Hacı Adaylarını Uğurlarken…

Hz. İbrahim ve Hz. İsmail: “Ey Rabbimiz ihlas sahibi olup sana teslim olmakta bizi sabit kıl, soyumuzdan da müslüman bir ümmet yetiştir. İbadet yollarımızı, hac vazifelerimizi bize göster, tevbemizi kabul et.” (Bakara Suresi, 128) diye Rabbimize dua etmişlerdi.

İşte bu dua Rabbimiz tarafından kabul görmüş, Peygamberimiz de hadislerinde  haccın önemine vurgu yapmışlardır. Çağırmakla emrolunan ilk önce Hz. İbrahim’dir. İslamın 5 şartından biri de Hac’dır. Hac, sözlükte belirli mekanları belirli zamanda ziyarette bulunmak demektir. Dinimizdeki terminolojik anlamı ise; ihrama girerek belli günde Arafat’ta bulunmak ve Kâbe’yi usûlüne uygun olarak ziyaret etmektir. Dıştan bakıldığında sembolik davranışlar şeklinde gözüken hacdaki her fiilin bir anlamı ve mü’mini eğitici yönleri mevcuttur. Hacılar hacda mahşer yerini andıran kutsal mekan Kâbe’yi, Arafat ve Müzdelife’de mahşer yerini Vakfe’yi, “Buyur Allahım Buyur ben senin emrimdeyim” diyerek Telbiye’yi, verilen söze bağlılığın göstergesi Hacerül Esved’i, sevap ve günahlarını, kalbin  ruh ve nefis arasındaki git geli, kalbin Rububiyet mertebesi Tavaf’ı görür ve yaşar.

Yüce Allah’tır  çağrı emrini veren. Çağrılacak davetliler bütün insanlar, davete icabet edenler ise teslim olanlardır. Her yıl tekrarlanan bu çağrıyı “Lebbeyk!” diyerek kabul etme bahtiyarlığına eren Müslümanlar. Mukaddes davetin davetçileri.

Ve… Rabbimizin çağrısına kulak veren, beldemizden hacca gidecek olan hacılarımıza öncelikle Mustafa Paşa Camisi’nde Hac duası yapılıyor. Bu ne huzur Ya Rabbi. Hacca gitmeden oraları özlemek.

Havaalanındayız… Hacılar ihramlı… Kutsal yolculuğun başlangıcından korunma göstergesi olarak, iki parçadan oluşan bir bezle vücudun belli bölümleri sarılarak yani ihrama girilerek ‘tabiiyet’ sözü vermiş hacı adayarı. Bembeyaz tertemiz… Huzur bulmak için, huzura gidenler onlar… Farklı lisanlarla dua edenler… Huzurunda gözyaşı dökenler.
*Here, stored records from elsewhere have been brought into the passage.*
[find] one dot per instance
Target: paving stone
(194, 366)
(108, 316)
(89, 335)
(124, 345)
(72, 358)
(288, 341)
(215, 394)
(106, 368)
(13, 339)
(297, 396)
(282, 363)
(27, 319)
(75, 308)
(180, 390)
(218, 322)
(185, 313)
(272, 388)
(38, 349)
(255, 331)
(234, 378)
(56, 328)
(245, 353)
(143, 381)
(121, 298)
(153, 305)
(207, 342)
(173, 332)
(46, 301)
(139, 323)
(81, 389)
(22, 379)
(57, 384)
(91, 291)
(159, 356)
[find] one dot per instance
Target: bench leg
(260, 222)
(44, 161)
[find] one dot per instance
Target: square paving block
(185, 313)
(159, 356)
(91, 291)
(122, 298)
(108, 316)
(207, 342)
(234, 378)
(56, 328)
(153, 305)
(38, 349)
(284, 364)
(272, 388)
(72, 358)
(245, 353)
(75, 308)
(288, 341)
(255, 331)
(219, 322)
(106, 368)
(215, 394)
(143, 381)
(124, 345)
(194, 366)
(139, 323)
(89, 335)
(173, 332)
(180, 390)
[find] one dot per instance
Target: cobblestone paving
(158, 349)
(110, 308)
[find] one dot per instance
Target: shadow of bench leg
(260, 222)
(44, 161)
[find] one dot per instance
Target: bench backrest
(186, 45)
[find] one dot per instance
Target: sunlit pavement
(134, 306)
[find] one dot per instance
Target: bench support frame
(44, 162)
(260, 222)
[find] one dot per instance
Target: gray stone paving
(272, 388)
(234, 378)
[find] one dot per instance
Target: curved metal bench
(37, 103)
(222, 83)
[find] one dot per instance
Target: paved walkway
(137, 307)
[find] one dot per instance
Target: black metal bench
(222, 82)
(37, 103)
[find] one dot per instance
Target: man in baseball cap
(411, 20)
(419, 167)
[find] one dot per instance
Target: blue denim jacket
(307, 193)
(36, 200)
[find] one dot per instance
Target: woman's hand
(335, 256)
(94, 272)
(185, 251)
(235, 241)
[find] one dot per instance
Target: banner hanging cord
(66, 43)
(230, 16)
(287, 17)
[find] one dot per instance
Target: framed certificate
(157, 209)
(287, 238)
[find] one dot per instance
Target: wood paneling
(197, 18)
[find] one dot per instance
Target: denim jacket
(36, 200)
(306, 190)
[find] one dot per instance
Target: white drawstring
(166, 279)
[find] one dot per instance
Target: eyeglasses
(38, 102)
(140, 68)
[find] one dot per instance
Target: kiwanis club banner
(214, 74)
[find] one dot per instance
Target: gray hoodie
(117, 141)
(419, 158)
Hacca gitmek meselesi konuşulduğunda hep heyecanlanır, hep iştiyak duyarız. Bir kez gidenin niye tekrar gitmek istediğine bir anlam veremeyiz. Halbuki : ‘Lebbeyk Allahümme lebbeyk, lebbeyke lâ şerike leke lebbeyk, innel hamde ve’n-ni’mete leke ve’l mülk lâ şerike lek’;”Allah’ım! Davetine icabet ediyorum. Emrine boyun eğiyorum. Bütün varlığımla sana teslim oldum. Senin hiçbir ortağın yoktur.  Davetine icabet ediyorum. Şüphesiz hamd Sana mahsustur. Nimet senindir mülk de senin. Senin hiçbir ortağın yoktur” diyerek adeta mahşer provası yapmak üzere aynı anda bir arada bulunmanın getirdiği muhteşem huzur ortamını belki de hayal edemeyiz. Rabbim aciz kullarına mübarek yerleri nasib ediyor, bunu düşünen hacı adaylarının sözleri boğazlarında düğümleniyor, gözleri buğulanıyor, kutsal mekanlara gitmenin heyecanını yaşıyor, aynı zamanda onu uğurlamaya gelenlere de bunu yaşatıyor.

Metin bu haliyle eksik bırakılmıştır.